To analyze the Plaintiffs’ claim, it is necessary to distinguish between the common dictionary sense of “author” and the legal conclusion of “author” in copyright law. While UMG acknowledges that Bob Marley is the creator or source of the Sound Recordings in the common dictionary sense, they argue that he is not the legal author of the Sound Recordings. UMG claims that, due to the contractual arrangements between Island and Bob Marley, Island should be considered the legal author under copyright law.

Under the 1909 Act, the term “author” included “an employer in the case of works made for hire.” Therefore, if a work is determined to be a work for hire under the 1909 Act, the employer is legally regarded as the “author.” The “instance and expense” test is applied to determine work-for-hire status, regardless of whether the work was created by a traditional “employee” or an “independent contractor.” This test establishes that the copyright belongs to the person at whose instance and expense the work was created.

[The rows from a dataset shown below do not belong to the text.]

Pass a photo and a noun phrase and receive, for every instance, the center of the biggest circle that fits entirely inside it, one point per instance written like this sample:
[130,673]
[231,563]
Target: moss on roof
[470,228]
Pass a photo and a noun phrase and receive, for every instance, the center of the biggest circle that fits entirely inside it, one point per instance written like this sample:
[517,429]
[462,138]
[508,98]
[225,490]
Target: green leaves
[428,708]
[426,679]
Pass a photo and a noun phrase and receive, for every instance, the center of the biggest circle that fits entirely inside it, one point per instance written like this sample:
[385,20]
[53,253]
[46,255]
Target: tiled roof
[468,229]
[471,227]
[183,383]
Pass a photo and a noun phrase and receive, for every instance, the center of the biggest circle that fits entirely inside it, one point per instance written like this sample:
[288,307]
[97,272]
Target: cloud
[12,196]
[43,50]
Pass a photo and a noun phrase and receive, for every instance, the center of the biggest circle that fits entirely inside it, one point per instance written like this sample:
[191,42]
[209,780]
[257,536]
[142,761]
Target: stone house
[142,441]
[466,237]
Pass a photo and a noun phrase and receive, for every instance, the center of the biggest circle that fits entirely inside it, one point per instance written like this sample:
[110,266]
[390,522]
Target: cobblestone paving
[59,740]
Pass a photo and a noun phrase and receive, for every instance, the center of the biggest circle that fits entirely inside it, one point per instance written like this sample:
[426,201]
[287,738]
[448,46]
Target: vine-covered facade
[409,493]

In this case, the Second Circuit has established an almost irrebuttable presumption that any person who paid another to create a copyrightable work was the statutory “author” under the work-for-hire doctrine. Therefore, unless evidence of a contrary agreement is presented, the hiring party is presumed to be the author of the work. The burden of proof falls on the independent contractor to demonstrate by a preponderance of the evidence that such a contrary agreement was reached.

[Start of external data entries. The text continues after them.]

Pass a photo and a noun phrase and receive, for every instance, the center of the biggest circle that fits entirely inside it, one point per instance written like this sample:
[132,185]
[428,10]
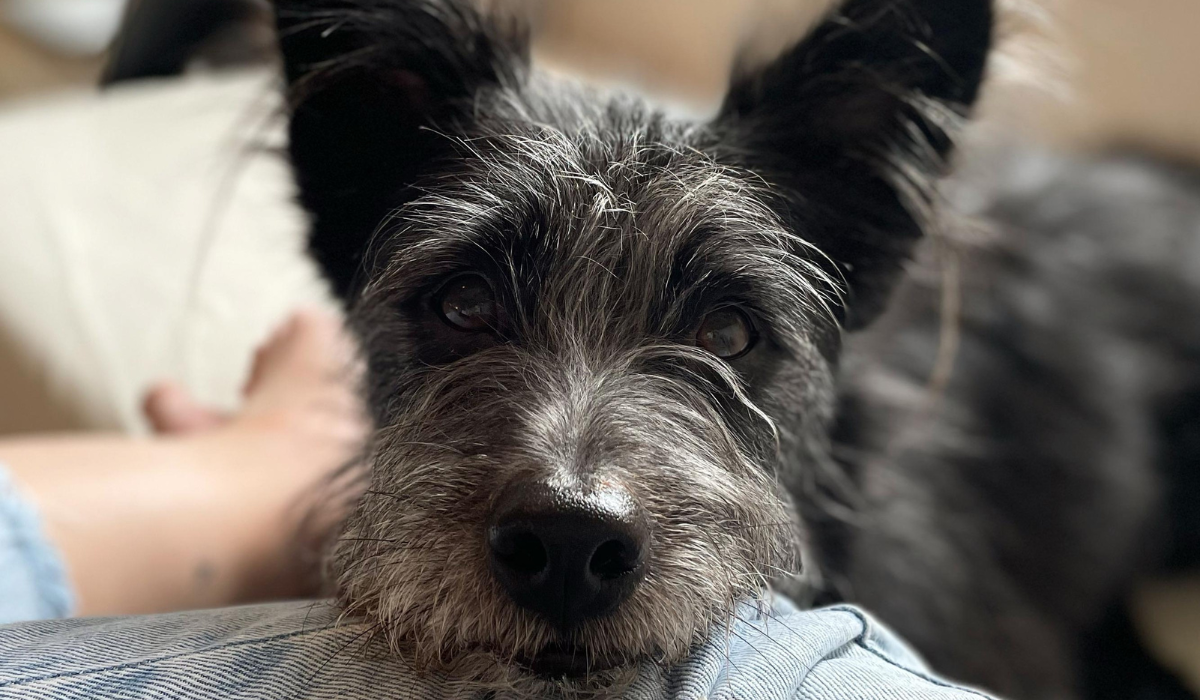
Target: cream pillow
[148,232]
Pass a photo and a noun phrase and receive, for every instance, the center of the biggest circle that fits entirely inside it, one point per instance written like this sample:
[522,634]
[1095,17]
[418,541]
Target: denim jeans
[295,651]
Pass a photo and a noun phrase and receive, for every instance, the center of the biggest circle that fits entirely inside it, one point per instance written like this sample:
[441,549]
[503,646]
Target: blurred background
[147,229]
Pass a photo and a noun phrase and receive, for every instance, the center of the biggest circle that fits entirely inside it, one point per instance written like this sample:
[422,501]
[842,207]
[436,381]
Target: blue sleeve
[33,580]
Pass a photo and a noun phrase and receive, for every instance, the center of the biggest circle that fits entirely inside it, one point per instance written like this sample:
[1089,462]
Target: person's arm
[209,518]
[159,525]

UMG asserts that the Sound Recordings were works made for hire under the 1909 Act based on the 1972, 1974, and 1975 Agreements. These agreements clearly indicate that the Sound Recordings were created at the instance of Island, and Island had the right to direct and supervise the manner in which Bob Marley created the recordings. Furthermore, Island bore the expenses associated with the creation of the Sound Recordings.

(Read More On the making of “Catch A Fire”)

The contractual language, along with the original copyright registrations and renewal registrations, supports the presumption that UMG is the statutory author of the Sound Recordings. The agreements explicitly state that the Sound Recordings were the absolute property of UMG.